In March, ARMA held a roundtable on mental health. We brought together people from the mental and MSK health sectors, both voluntary and statutory to hear presentations from Arthritis Action, NHS England’s Head of Mental Health, a patient perspective and the Haringey IAPT service.
IAPT (Improving Access to Psychological Therapies) is designed to support people with depression and anxiety but has recently been rolled out to include long term conditions. In Haringey this includes MSK pain. People are offered a range of different psychological support such as individual Cognitive Behavioural Therapy (CBT), guided self help, groups, computerised CBT. They work closely with the hospital pain service to offer more intensive support if needed. They also work with community services, provide employment support if needed, and can refer to other services for support such as debt advice.
Some of the issues discussed at the meeting were the lack of training in mental health for physical health practitioners. Lack of knowledge, combined with lack of appropriate services to refer to, can make clinicians afraid to ask about mental health in case they are unable to deal with the issues raised. So many opportunities to talk about the psychological impact of a person’s MSK condition are missed.

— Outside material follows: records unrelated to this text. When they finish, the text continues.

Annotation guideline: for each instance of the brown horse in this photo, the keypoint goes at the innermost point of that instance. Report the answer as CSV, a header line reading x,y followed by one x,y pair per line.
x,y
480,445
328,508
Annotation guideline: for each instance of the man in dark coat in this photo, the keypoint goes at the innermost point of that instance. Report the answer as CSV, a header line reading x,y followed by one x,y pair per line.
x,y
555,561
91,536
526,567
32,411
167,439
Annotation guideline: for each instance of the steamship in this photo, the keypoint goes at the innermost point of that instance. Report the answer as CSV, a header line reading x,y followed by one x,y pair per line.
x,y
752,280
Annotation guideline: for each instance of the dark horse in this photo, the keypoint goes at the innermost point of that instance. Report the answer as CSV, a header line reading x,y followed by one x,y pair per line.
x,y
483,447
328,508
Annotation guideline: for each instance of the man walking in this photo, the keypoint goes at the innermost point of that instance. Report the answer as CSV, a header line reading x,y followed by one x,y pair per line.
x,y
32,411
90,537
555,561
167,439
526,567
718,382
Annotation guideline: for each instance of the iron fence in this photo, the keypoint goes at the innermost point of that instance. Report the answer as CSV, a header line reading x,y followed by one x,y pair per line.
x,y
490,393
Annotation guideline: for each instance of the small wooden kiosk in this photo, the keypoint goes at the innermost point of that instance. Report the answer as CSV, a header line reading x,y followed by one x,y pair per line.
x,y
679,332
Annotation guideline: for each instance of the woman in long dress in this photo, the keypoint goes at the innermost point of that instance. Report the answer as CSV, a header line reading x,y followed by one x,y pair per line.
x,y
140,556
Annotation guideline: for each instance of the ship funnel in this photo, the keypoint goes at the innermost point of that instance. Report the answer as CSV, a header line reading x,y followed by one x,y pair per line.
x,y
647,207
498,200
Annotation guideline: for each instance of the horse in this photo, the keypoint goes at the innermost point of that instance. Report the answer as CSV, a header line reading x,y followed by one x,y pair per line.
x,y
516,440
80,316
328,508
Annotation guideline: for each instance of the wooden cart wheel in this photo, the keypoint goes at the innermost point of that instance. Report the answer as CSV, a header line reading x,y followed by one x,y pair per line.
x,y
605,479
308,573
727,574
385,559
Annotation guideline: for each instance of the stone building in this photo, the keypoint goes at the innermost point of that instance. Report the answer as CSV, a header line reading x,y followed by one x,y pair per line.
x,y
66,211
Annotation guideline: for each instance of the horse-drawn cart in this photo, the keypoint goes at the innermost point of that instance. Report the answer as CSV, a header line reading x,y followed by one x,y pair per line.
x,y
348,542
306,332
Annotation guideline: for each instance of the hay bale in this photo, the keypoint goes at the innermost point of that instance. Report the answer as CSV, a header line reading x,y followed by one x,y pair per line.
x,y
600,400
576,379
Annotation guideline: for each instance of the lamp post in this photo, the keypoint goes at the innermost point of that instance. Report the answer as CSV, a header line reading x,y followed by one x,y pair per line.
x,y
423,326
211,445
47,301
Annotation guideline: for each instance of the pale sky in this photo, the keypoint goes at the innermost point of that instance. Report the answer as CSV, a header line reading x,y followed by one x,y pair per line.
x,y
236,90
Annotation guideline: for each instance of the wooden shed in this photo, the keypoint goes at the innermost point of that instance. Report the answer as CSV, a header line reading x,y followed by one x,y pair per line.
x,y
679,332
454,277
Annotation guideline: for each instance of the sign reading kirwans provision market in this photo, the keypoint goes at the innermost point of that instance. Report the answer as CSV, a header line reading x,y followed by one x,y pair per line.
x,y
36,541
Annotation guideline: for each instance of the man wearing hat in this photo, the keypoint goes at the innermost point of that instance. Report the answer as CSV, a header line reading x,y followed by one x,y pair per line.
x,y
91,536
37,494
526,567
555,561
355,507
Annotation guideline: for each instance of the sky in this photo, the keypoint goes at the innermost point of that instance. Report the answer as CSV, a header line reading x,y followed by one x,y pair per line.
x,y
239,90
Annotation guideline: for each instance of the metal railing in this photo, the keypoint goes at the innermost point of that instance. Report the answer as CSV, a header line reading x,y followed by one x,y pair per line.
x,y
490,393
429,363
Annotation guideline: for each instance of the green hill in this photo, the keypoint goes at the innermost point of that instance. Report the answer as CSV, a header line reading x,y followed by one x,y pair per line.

Another big issue was the role of patient groups. Helplines and support groups are a vital part of the picture, providing support and time to talk, as well as advice from people who have been there themselves. Yet many people are unaware of the different patient groups who could support them.
The roundtable was the start of a conversation and will inform our work on mental health and MSK in the future. Look out for the report, which will be published soon, as well as for other activity to raise this vital issue.